Comparative Analysis of Factor Markets for Agriculture across the Member States 245123-FP7-KBBE-2009-3 The Factor Markets in a nutshell Title
Comparative Analysis of Factor Markets for Agriculture across the Member States
Collaborative Project (CP) / Small or medium scale focused research project
CEPS, Prof. Johan F.M. Swinnen
01/09/2010 – 31/08/2013 (36 months)
Well functioning factor markets are a crucial condition for the competitiveness and growth of agriculture and for rural development. At the same time, the functioning of the factor markets themselves are influenced by changes in agriculture and the rural economy, and in EU policies.
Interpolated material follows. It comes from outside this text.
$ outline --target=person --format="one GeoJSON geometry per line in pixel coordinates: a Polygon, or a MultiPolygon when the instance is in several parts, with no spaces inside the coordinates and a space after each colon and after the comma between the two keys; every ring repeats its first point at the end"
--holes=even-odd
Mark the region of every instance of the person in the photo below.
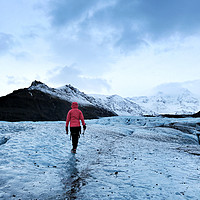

Member state regulations and institutions affecting land, labour, and capital markets may cause important heterogeneity in the factor markets, which may have important effects on the functioning of the factor markets and on the interactions between factor markets and EU policies. The general objective of the FACTOR MARKETS project is to analyse the functioning of factor markets for agriculture in the EU-27, including the Candidate Countries. The FACTOR MARKETS project will compare the different markets, their institutional framework and their impact on agricultural development and structural change, as well as their impact on rural economies, for the Member States, Candidate Countries and the EU as a whole. The FACTOR MARKETS project will focus on capital, labour and land markets. The results of this study will contribute to a better understanding of the fundamental economic factors affecting EU agriculture, thus allowing better targeting of policies to improve the competitiveness of the sector.